Oral health reflects exposure to markets, access to formalised education, parenting modelling and cultural standards. Patterns in oral health are intergenerationally mediated; situated in (local) parenting customs, which are situated within broader societal and cultural customs. The result is many local habits are in place before we have agency over our oral health practices.

Given these dynamics, it is perhaps unsurprising that medically driven models have failed to address the problem.
Dr Bradley Christian
Chart of population info

Comparison of edentualism by education attainment in different populations (in percentage of edentulous population).

 

Comparison of edentualism by education attainment in different populations (in percentage of edentulous population). (Click to enlarge.)

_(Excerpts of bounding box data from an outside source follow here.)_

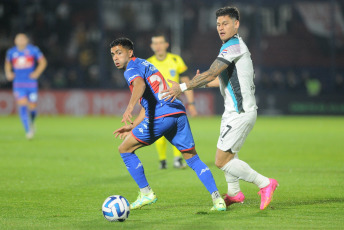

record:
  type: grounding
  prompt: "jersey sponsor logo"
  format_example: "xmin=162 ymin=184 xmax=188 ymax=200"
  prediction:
xmin=128 ymin=74 xmax=140 ymax=82
xmin=141 ymin=60 xmax=150 ymax=66
xmin=135 ymin=162 xmax=142 ymax=169
xmin=149 ymin=65 xmax=158 ymax=72
xmin=13 ymin=56 xmax=35 ymax=69
xmin=199 ymin=167 xmax=210 ymax=175
xmin=170 ymin=69 xmax=176 ymax=77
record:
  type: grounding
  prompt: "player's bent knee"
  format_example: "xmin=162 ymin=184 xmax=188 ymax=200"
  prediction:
xmin=215 ymin=160 xmax=225 ymax=169
xmin=17 ymin=97 xmax=28 ymax=106
xmin=29 ymin=103 xmax=37 ymax=110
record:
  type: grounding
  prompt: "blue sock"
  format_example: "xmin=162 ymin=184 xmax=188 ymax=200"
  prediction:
xmin=30 ymin=109 xmax=37 ymax=124
xmin=186 ymin=155 xmax=217 ymax=194
xmin=121 ymin=153 xmax=148 ymax=188
xmin=19 ymin=105 xmax=29 ymax=133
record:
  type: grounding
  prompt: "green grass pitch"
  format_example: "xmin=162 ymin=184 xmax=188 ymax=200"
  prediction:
xmin=0 ymin=116 xmax=344 ymax=229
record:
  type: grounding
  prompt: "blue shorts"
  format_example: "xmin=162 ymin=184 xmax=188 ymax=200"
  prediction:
xmin=131 ymin=113 xmax=195 ymax=152
xmin=13 ymin=87 xmax=38 ymax=103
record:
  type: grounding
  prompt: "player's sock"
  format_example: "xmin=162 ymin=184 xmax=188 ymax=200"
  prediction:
xmin=155 ymin=137 xmax=167 ymax=161
xmin=121 ymin=153 xmax=148 ymax=189
xmin=221 ymin=159 xmax=270 ymax=188
xmin=224 ymin=172 xmax=240 ymax=196
xmin=186 ymin=155 xmax=218 ymax=194
xmin=211 ymin=191 xmax=221 ymax=200
xmin=224 ymin=153 xmax=240 ymax=197
xmin=30 ymin=109 xmax=37 ymax=124
xmin=140 ymin=185 xmax=152 ymax=194
xmin=19 ymin=105 xmax=30 ymax=133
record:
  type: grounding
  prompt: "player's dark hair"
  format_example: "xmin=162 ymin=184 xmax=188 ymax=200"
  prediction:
xmin=110 ymin=38 xmax=134 ymax=50
xmin=152 ymin=31 xmax=168 ymax=42
xmin=215 ymin=6 xmax=240 ymax=21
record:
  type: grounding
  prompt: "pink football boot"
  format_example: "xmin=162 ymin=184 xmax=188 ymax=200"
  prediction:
xmin=224 ymin=192 xmax=245 ymax=207
xmin=258 ymin=178 xmax=278 ymax=210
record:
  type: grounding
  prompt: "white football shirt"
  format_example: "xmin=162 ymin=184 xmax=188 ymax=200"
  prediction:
xmin=217 ymin=34 xmax=258 ymax=115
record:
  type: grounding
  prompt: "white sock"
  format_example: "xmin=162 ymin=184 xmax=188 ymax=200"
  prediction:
xmin=211 ymin=191 xmax=221 ymax=201
xmin=221 ymin=158 xmax=270 ymax=188
xmin=224 ymin=172 xmax=240 ymax=196
xmin=140 ymin=185 xmax=152 ymax=194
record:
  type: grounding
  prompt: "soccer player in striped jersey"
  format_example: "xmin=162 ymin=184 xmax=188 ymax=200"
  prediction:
xmin=110 ymin=38 xmax=226 ymax=211
xmin=5 ymin=33 xmax=47 ymax=139
xmin=163 ymin=7 xmax=278 ymax=210
xmin=147 ymin=33 xmax=197 ymax=169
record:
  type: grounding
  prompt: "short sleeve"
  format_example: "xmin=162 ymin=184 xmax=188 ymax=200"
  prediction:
xmin=6 ymin=50 xmax=12 ymax=62
xmin=217 ymin=37 xmax=243 ymax=64
xmin=175 ymin=55 xmax=188 ymax=74
xmin=33 ymin=46 xmax=43 ymax=60
xmin=124 ymin=68 xmax=143 ymax=85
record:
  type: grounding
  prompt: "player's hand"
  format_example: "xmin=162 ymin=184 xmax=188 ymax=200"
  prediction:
xmin=188 ymin=104 xmax=198 ymax=117
xmin=161 ymin=80 xmax=182 ymax=102
xmin=194 ymin=69 xmax=201 ymax=77
xmin=30 ymin=71 xmax=39 ymax=79
xmin=113 ymin=124 xmax=134 ymax=140
xmin=6 ymin=72 xmax=16 ymax=81
xmin=121 ymin=106 xmax=134 ymax=125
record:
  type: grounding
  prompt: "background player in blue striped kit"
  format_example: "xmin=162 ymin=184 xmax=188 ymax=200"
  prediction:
xmin=5 ymin=33 xmax=47 ymax=139
xmin=110 ymin=38 xmax=226 ymax=211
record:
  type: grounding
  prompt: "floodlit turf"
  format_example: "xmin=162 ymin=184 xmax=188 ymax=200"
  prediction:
xmin=0 ymin=116 xmax=344 ymax=229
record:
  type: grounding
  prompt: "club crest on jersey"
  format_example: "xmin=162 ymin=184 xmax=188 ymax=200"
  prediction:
xmin=170 ymin=69 xmax=176 ymax=77
xmin=128 ymin=74 xmax=140 ymax=81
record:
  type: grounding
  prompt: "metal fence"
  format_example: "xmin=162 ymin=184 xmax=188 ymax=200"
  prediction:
xmin=0 ymin=0 xmax=344 ymax=113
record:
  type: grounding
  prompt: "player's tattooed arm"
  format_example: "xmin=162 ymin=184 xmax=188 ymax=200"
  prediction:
xmin=187 ymin=59 xmax=228 ymax=90
xmin=162 ymin=59 xmax=228 ymax=102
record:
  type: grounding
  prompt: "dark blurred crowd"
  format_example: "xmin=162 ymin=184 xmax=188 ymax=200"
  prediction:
xmin=0 ymin=0 xmax=344 ymax=95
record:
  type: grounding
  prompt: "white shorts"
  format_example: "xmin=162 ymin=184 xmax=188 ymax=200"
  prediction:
xmin=217 ymin=110 xmax=257 ymax=153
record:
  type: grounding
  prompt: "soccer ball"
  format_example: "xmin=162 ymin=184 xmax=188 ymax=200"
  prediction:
xmin=102 ymin=195 xmax=130 ymax=222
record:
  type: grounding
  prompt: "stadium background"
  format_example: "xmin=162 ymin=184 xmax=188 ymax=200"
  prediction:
xmin=0 ymin=0 xmax=344 ymax=115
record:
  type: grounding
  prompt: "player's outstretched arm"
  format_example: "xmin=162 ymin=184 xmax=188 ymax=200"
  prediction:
xmin=206 ymin=76 xmax=220 ymax=88
xmin=113 ymin=108 xmax=145 ymax=140
xmin=30 ymin=56 xmax=48 ymax=79
xmin=121 ymin=77 xmax=146 ymax=125
xmin=162 ymin=59 xmax=228 ymax=101
xmin=5 ymin=60 xmax=15 ymax=81
xmin=180 ymin=76 xmax=198 ymax=117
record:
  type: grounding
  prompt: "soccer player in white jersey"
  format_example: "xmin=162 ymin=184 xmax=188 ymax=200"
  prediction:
xmin=164 ymin=7 xmax=278 ymax=210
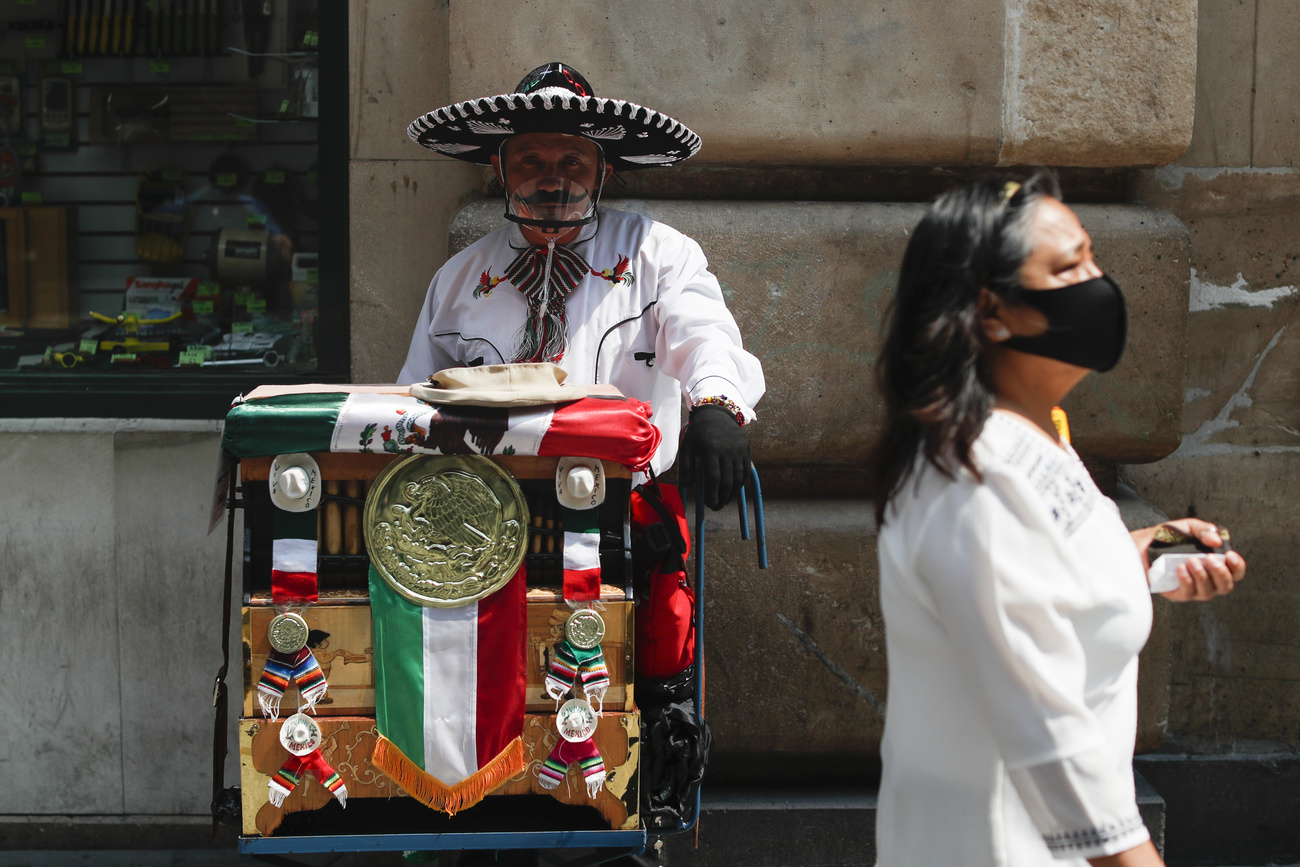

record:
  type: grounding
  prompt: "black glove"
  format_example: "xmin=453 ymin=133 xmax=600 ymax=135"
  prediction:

With Professor Woosung Sohn as the oral health lead, the team aim to identify these factors by mapping the political economy of oral health in Timor-Leste, focusing on the factors that shape the context in which individuals and communities make their choices about consumption and preventative practices, as well as treatment. They will examine the oral health beliefs that underpin the choices that individuals, families and communities make about consumption patterns and oral health practices.

In Fiji, Dr Christian and Professor Woosung Sohn are working with Fiji National University’s Dental School to explore a collaboration on population oral health education and research.